The presentation is so unbelievably phony that the movie never really engages your emotions in any way. It’s tough to create thrilling moments before you’ve established a sense of reality or danger, and this movie contains no reality and no danger whatsoever. The protagonists here exist so comfortably and for so long in the midst of utter doom and destruction that after about two minutes of it, any stakes it might have had are completely out the window. The movie does work as spectacle though—as eye candy—and Sutherland is so sneering, smarmy, and despicable as the villain that the action never just becomes meaningless noise. You hate him so much that you stay engaged as you impatiently wait for the moment when he’ll finally get his comeuppance. In Kiefer we trust.
With Pompeii, Anderson has made a movie that’s simple, pandering, and unapologetically stupid, but seeing as it’s so unapologetic about what it is and seeing as it doesn’t ever try to overextend itself, it doesn’t end up being all that offensive to watch. It’s a fun enough way to kill some time, just so long as you’re prepared to laugh along at everything it serves up and don’t approach it with any sort of expectations or, god forbid, a desire to pick it apart. Often when people are defending movies like this they say to “turn your brain off,” but that’s not really a good way to describe what you’re doing. If you have to turn your brain off, it’s because a movie is stupid and offers up no real pleasures in return for its stupidity.

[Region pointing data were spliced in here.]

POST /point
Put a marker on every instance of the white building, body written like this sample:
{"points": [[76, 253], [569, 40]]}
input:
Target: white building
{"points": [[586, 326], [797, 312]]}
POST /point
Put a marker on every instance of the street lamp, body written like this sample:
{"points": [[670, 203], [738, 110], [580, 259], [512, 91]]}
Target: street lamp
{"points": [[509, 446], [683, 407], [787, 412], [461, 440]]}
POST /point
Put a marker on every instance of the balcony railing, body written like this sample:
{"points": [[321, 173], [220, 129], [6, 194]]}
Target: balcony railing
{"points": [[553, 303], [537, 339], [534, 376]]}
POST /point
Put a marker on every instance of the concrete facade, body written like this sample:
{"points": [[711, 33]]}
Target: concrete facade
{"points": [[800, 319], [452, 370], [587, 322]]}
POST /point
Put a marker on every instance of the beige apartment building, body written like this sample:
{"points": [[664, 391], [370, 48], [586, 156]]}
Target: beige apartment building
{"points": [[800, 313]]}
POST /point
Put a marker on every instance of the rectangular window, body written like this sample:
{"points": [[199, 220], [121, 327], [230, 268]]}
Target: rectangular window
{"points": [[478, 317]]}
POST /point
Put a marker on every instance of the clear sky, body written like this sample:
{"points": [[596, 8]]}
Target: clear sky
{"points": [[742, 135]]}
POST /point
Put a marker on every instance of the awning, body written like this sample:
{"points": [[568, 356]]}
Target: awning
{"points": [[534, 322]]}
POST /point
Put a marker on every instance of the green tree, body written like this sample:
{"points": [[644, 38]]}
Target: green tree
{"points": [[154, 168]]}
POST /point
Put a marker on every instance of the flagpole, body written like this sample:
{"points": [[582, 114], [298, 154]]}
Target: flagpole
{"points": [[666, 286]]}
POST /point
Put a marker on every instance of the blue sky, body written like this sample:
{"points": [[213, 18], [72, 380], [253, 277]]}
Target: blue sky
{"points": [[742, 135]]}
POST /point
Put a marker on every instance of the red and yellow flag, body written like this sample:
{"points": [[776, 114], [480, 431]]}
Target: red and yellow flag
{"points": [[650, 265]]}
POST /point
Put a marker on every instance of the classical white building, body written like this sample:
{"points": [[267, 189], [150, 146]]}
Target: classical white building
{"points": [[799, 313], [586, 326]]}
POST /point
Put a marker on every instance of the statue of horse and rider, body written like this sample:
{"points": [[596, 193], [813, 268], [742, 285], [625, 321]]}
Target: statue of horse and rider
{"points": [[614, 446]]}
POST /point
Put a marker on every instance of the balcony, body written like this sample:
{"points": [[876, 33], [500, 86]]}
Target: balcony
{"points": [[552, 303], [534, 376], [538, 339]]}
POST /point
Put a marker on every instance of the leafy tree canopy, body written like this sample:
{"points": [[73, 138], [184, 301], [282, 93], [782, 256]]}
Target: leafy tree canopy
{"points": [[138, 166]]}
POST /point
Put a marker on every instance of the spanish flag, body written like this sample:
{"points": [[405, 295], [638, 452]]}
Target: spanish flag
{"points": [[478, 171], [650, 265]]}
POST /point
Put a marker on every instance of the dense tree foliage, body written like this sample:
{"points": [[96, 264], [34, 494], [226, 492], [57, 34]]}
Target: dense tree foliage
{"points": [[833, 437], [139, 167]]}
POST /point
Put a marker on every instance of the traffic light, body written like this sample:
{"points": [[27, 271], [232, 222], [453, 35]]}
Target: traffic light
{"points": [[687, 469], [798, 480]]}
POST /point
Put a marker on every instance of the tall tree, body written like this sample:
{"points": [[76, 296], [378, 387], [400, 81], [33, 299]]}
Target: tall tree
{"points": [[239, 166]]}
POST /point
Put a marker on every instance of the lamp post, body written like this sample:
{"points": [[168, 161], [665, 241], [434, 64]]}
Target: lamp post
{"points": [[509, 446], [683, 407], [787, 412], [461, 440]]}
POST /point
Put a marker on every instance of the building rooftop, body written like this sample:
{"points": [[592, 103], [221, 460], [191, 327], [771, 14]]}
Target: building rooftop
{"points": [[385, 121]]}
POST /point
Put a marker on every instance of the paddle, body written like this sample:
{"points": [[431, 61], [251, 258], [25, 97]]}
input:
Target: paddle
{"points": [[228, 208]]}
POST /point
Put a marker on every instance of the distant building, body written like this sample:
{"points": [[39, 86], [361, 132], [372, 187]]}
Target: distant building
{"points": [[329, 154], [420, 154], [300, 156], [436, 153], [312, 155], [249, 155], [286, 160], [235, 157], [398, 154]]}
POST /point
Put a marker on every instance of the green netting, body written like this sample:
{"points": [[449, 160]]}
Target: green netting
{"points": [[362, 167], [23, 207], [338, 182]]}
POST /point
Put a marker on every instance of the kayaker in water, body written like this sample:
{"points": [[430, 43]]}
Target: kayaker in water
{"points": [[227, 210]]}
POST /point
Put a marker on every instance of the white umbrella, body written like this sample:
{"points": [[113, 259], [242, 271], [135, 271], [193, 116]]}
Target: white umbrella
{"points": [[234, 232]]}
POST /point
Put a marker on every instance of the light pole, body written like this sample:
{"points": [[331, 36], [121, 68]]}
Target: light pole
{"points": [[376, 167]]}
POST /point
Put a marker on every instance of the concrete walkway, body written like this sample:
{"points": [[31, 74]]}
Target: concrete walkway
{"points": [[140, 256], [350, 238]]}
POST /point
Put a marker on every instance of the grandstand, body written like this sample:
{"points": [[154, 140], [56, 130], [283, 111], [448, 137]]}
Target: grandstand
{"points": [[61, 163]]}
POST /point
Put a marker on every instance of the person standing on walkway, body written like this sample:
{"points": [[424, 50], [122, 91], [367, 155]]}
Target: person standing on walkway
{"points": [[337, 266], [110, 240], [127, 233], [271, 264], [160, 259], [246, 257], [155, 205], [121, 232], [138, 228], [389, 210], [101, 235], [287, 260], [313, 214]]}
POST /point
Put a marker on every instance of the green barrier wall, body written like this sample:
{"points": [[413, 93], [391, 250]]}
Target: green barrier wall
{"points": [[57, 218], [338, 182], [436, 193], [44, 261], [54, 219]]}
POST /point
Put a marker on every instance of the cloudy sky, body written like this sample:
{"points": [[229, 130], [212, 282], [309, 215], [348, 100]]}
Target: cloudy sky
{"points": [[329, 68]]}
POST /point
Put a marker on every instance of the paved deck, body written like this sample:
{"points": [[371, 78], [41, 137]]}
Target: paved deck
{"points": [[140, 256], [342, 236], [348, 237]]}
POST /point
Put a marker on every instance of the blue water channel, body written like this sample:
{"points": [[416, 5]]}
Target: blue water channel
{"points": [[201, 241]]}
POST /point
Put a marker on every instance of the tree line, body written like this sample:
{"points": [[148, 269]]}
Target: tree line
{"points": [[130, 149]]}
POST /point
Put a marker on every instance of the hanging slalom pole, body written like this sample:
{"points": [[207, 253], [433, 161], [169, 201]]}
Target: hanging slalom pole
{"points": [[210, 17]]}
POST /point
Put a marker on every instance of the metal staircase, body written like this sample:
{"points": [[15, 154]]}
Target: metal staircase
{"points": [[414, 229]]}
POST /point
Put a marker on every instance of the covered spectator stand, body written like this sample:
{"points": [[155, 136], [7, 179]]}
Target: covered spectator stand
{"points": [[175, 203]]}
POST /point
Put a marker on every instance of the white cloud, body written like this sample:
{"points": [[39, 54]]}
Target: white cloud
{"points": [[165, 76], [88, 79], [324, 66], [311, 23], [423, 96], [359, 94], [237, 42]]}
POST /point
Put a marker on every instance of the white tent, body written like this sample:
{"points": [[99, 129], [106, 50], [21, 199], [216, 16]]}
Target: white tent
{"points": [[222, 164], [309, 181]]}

If something isn’t really any good, but is mostly just trying to be a casual romp, what you really have to do is re-contextualize it as camp. Hit it with a dusting of irony and chuckle at the intentions of the creators. That’s not really turning your brain off at all. If anything, it’s actually choosing to look at something at a deeper than surface level. See? It tricked you into thinking. Movies like Pompeii aren’t quite as stupid as you thought. Maybe.